О том, что капелланы в армии нужны, говорят давно. У меня к вам такой вопрос. Взаимодействие церкви и государства. Одни эксперты, будем их так называть, говорят, что хорошо бы этого было поменьше, поскольку у нас светское государство. У нас в государстве разные религии, а она пытается все как-то под себя подмять. Другие говорят, что как раз церковь и несет в себе устойчивые моральные ценности, в том числе патриотизм. Ваша точка зрения? Должно ли быть взаимодействие церкви и государства? И каким должно быть? Есть разные примеры.

НО: Во-первых, хочу сказать, что меня всегда забавляет, когда задают этот вопрос. Потому что я, например, не знаю, существует ли между религиозными институтами, например мусульманством…

ЛГ: Иудаизмом...

НО: И так далее. Существует ли между ними некое «водяное перемирие». Если церковь не придет в армию, где гарантия, что туда не придет имам? Я не верю, что есть некая пустота, на которую никто не хочет посягнуть.

ЛГ: Я вам сразу скажу, что сейчас разговор идет — и всегда шел на государственном уровне — о том, что в армию придут все традиционные конфессии: ислам, иудаизм, христианство. Все три конфессии, поскольку мы многонациональная страна. В принципе, нужно ли церкви влиять на государственные институты? Я бы так поставил вопрос.

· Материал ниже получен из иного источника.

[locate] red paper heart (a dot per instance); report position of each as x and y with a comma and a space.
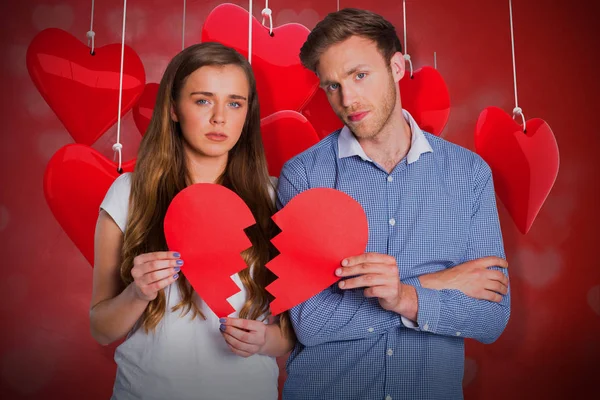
282, 82
524, 165
81, 89
285, 134
319, 113
76, 180
205, 223
425, 96
142, 110
320, 227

НО: С учетом того, что уровень ненависти и агрессии в нашем обществе порой зашкаливает, что уровень самоубийств в рядах вооруженных силах тоже высокий, а профессиональных психологов там нет, я считаю, что должно быть место, куда человек, не боясь быть наказанным, может прийти, где его любят таким, какой он есть, где с ним говорят и помогают ему решить его проблемы.

ЛГ: Это в армии?

НО: Да. Но если при этом капеллан будет что-то навязывать человеку вне зависимости от его вероисповедания, крестик вешать на шею…

ЛГ: Или что-то еще…

НО: Или что-то еще. И делать это принудительно, административно, то, конечно, такая миссионерская идея обречена на провал.

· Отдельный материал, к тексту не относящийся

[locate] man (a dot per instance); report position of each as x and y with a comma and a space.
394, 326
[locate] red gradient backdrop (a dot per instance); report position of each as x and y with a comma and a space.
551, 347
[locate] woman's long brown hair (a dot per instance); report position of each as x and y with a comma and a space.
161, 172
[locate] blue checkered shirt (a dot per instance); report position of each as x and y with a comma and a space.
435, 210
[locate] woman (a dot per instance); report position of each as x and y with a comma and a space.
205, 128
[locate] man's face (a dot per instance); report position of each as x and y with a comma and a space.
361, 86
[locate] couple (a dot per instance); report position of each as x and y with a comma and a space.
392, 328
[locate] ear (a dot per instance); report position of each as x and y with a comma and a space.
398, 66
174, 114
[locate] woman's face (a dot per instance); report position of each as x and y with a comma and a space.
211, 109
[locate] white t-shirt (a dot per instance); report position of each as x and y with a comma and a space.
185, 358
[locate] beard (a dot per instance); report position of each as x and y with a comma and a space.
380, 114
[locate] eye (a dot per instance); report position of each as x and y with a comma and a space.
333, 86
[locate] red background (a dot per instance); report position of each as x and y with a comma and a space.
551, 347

ЛГ: Тогда еще один вопрос, связанный с этим и с профессиональной армией. Мне кажется, что чем больше у нас в армии будет профессионалов, в том числе и солдат, которые служат не по призыву... Пускай там присутствуют все религии. Пускай там служат по зову сердца.

НО: Вы верите в то, что у нас будут служить по зову сердца? Я была бы счастлива жить в таком государстве.

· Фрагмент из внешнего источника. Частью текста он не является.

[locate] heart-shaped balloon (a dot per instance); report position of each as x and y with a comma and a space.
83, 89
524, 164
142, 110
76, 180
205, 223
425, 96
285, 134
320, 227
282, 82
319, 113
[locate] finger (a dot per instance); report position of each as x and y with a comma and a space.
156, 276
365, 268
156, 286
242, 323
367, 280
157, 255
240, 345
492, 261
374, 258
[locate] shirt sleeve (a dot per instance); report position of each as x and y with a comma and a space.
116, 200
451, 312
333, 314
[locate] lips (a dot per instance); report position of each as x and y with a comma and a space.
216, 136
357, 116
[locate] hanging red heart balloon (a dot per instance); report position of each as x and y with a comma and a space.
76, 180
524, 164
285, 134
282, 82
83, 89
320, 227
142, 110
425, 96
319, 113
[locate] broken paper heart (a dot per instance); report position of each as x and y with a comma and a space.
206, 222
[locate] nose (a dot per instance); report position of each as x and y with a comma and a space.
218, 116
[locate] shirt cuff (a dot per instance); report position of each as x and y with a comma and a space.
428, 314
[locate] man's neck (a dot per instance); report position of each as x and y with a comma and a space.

ЛГ: Абсолютно! Я был в десантной дивизии, где ребята служат в том числе и по зову сердца. Они говорят: «Да, мы рады. Мы вообще готовы. Мы завтра пойдем по контракту служить куда угодно». Но контрактникам нужны условия. Вы же сами понимаете.

НО: Я знаю, что эксперимент с контрактной армией, к сожалению, провалился. Это говорит о том, что люди не хотят идти в армию ни за деньги, которые там предлагают, ни по зову сердца. Вопрос еще в том, какие деньги предлагались и за что человек готов умереть.

Мой муж служил и в обыкновенной армии, и в контрактной. Ветеран боевых действий. Я знаю, о чем я говорю. Я как-то у него спросила: «Леша, а кто тебе помогал выжить? Какому Богу ты молился, когда подорвался на мине?» Он ответил: «Ты знаешь, помогали разные. От одних ранений меня ставили на ноги тибетские монахи, иголки в меня вставляли. От ранения в Югославии, которое было признано смертельным, меня вылечил барабан египетского шамана. Но молюсь я нашему Богу». Нужно что-то, во что человек будет верить. Это нужно независимо от того, приходит он в армию по патриотическим убеждениям или потому, что ему платят много денег.

ЛГ: То есть для сегодняшней армии, для сегодняшнего состояния вооруженных сил церковь есть некая панацея?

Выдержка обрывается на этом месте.